ABUNDANT green growth this season is putting smiles on farmers’ faces but causing headaches for government authorities.
Both Warrnambool City Council (WCC) and VicRoads admit the grass is growing quicker than they can mow it this season.
A WCC spokesman said prolific grass growth due to the abundance of rain in spring and so far this summer was presenting a challenge for its parks and gardens staff.
City infrastructure director Peter Robertson said the council’s parks and gardens staff were doing a great job but the rapid growth of grass meant some areas were not as well presented as they usually were.
“We’re moving as quickly as we can but there are many areas we will need to return to because of the fast growth of vegetation,” Mr Robertson said.
“We appreciate people’s patience as we work to get the city looking its best for the remainder of summer.”
VicRoads has implemented a big mowing program in an effort to keep down the grass on the sides of roads it is responsible for but a spokesman said it wasn’t likely to get to much of the south-west until next month.
VicRoads is responsible for the management of all roadside areas on freeways (excluding toll roads), all roadside areas on non-urban arterial roads and central medians on urban roadsides.
VicRoads regional director William Tieppo said median strips and roadside areas of roads, including the Princes Highway between Colac and Warrnambool, were scheduled to be mowed prior to Christmas.

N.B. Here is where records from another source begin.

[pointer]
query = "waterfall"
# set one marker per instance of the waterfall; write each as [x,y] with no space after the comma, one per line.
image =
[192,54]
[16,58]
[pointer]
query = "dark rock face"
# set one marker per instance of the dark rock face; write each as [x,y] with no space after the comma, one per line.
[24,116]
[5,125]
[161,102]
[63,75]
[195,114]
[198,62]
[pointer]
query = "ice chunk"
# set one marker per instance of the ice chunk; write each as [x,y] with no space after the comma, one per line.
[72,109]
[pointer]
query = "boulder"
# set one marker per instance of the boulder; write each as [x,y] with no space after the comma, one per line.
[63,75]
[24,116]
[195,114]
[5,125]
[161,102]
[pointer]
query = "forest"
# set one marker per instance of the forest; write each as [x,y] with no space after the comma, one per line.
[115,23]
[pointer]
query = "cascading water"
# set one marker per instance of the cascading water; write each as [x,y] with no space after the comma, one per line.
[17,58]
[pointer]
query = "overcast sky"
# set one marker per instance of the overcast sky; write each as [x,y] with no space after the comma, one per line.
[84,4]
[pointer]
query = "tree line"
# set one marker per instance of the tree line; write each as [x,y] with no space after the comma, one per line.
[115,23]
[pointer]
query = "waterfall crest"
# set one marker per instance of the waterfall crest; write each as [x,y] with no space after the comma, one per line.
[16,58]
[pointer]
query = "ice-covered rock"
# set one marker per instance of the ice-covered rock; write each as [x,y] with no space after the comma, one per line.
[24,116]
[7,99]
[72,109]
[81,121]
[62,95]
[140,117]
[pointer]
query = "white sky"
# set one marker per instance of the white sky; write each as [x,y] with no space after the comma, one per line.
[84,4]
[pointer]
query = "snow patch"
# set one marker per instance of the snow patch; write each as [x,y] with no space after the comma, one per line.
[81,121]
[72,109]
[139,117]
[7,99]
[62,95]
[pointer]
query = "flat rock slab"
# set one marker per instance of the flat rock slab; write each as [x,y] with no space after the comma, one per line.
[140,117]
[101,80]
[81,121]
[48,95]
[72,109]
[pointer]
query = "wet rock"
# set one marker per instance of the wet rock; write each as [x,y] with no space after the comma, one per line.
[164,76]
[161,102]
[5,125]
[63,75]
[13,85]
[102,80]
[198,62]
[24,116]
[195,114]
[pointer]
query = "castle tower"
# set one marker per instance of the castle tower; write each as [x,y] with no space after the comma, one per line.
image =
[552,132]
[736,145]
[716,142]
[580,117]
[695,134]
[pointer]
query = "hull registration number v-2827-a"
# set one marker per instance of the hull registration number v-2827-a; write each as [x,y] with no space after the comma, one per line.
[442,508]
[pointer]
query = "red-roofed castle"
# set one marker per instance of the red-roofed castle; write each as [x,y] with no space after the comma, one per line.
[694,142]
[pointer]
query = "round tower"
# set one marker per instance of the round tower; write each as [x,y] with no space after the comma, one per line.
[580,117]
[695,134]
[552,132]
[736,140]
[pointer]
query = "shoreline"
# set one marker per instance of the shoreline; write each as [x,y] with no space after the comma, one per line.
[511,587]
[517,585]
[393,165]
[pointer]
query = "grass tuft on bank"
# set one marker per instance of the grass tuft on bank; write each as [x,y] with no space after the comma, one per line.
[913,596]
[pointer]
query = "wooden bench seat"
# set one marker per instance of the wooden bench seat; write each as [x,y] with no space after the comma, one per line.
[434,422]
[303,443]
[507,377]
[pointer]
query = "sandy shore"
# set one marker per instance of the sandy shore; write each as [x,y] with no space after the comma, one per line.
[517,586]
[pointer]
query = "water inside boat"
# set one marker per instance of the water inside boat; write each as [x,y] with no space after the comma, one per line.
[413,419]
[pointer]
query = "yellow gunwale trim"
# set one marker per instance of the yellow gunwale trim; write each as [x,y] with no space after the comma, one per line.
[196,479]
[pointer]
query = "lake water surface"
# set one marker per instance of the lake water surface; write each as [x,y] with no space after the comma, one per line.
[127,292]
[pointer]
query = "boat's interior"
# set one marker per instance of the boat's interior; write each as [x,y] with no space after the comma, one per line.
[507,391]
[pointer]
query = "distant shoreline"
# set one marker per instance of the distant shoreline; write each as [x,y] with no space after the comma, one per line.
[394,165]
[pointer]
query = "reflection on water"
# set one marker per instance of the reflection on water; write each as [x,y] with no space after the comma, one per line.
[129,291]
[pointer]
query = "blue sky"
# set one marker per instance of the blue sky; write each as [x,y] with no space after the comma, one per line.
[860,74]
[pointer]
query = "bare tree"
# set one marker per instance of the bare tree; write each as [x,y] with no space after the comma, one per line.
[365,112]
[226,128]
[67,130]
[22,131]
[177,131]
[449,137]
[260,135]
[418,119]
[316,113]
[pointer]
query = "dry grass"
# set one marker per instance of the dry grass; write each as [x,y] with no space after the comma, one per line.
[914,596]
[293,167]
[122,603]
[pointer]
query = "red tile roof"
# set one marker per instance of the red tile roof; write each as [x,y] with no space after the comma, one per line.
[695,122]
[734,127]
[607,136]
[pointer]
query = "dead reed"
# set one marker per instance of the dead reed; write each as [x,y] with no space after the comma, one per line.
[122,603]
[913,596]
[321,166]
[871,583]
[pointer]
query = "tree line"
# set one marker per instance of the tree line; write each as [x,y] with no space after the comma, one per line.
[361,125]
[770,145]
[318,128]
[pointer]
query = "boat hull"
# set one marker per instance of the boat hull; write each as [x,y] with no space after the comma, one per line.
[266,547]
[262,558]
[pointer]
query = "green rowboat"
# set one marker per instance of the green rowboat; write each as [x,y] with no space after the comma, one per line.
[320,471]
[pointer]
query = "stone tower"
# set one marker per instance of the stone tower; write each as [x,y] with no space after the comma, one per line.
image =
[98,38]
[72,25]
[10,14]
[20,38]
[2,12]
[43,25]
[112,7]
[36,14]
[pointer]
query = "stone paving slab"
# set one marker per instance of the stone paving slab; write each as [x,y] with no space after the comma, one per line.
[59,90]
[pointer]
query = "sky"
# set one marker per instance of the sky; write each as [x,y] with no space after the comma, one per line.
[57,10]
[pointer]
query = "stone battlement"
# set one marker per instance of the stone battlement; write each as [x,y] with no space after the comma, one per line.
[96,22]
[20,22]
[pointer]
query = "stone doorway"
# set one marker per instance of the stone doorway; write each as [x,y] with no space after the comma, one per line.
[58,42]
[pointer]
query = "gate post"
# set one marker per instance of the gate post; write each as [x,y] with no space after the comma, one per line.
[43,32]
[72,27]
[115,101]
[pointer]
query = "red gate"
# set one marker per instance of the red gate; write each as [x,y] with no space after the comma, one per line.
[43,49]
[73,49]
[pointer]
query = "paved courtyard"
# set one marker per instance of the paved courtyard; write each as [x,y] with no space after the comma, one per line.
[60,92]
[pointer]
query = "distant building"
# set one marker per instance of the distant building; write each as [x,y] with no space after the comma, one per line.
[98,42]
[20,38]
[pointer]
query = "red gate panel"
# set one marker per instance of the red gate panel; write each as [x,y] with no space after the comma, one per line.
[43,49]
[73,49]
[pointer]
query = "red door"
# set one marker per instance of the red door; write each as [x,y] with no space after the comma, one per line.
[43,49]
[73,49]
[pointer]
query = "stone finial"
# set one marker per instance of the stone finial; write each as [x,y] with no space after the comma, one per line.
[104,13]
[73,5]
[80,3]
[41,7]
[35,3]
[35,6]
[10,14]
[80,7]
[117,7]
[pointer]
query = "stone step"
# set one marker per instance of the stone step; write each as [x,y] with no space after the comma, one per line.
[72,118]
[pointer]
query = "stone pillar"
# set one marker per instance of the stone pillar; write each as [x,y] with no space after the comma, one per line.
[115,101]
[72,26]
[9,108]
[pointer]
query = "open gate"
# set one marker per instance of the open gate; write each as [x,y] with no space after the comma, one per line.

“Remaining sections of the Princes Highway to Portland and other key highways including the Henty, Hopkins and Glenelg are programmed to be completed by the end of January,” Mr Tieppo said.
Mowing along some other major arterial south-west roads was presently under way with major roads such as the Princes Highway between Geelong and Colac already complete.
Mowing activities also include weed control, trimming vegetation such as trees and shrubs and clearing around road signs.